Il miglior andamento dei conti pubblici faciliterà la copertura della riforma del fisco e degli ammortizzatori sociali in corso, che dovrebbe contribuire a sostenere la crescita nei prossimi anni. L’andamento dell’inflazione e i rincari attesi della bolletta. Prometeia prevede che il paniere di consumo delle famiglie subisca un rincaro quest’anno dell’1.8% (gli aumenti delle tariffe energetiche dovrebbero contribuire per 0,6 punti percentuali), per poi rallentare già nel 2022. Allo stesso tempo, grazie alla ripresa dell’occupazione e all’insieme delle politiche di sostegno dei redditi messe in atto dal governo, il reddito disponibile nominale è previsto salire di oltre il 5% quest’anno e di circa il 3% nel 2022: i redditi reali cresceranno così nel prossimo biennio a tassi più che sostenuti. Inoltre, siccome i rincari di gas e bollette energetiche sono attesi essere in gran parte transitori (non legati a uno squilibrio strutturale di domanda e offerta), le politiche del governo per sterilizzarne parte dell’aumento sono appropriate e contribuiranno a sostenere la domanda.

Parte della ripresa degli ultimi mesi si deve a quella delle costruzioni. È una ripresa sostenibile? Nel II trimestre 2021 le costruzioni hanno registrato una crescita del 3% rispetto al periodo precedente (+6% nel I trimestre), superando di oltre il 10% i valori pre-crisi. Gli incentivi pubblici, tra i quali spicca il Superbonus del 110%, hanno sostenuto il settore (il 70% degli investimenti ora riguarda ristrutturazioni e non nuove case). La proroga degli incentivi (Superbonus fino a dicembre 2022), i bassi tassi di interesse e l’avvio del Pnrr (in cui è rilevante la componente di investimenti in costruzioni) sosterranno il settore nei prossimi anni. Prometeia stima quindi che gli investimenti in costruzioni crescano di quasi il 22% quest’anno e dell’8% nel 2022. Il livello degli investimenti rimarrebbe comunque ben al di sotto del picco raggiunto nel 2008, prima dello scoppio della bolla immobiliare.

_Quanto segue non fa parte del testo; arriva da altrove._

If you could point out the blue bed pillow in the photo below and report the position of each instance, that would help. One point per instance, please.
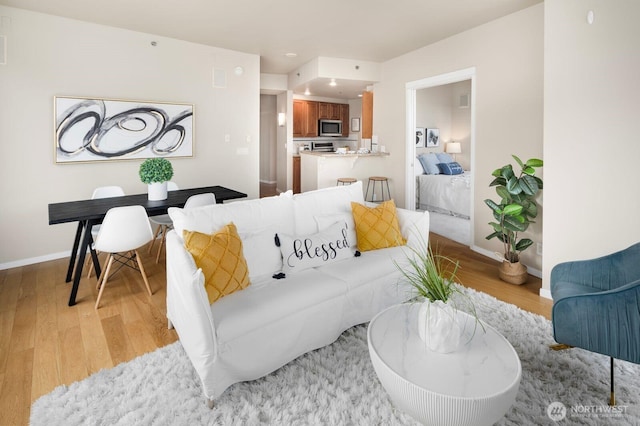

La Commissione europea ha dato il fischio di avvio del Pnrr. Dovremo soddisfare un elevato numero di condizioni già per fine anno. Ce la faremo? Non rispettarle vorrebbe dire giocarsi la credibilità̀ sulla capacità di attuare il piano nei tempi e modi concordati, con tutte le conseguenze che questo comporterebbe nella percezione dei mercati e nei rapporti con i partner europei. Anche se molti passaggi in termini di predisposizione della struttura della governance e di norme di semplificazione sono stati già superati, resta da soddisfare gran parte delle 51 condizioni previste per la fine dell’anno, tra cui importanti passaggi parlamentari sulla legge delega di riforma della giustizia e sulla revisione delle politiche attive del lavoro: una sfida non da poco.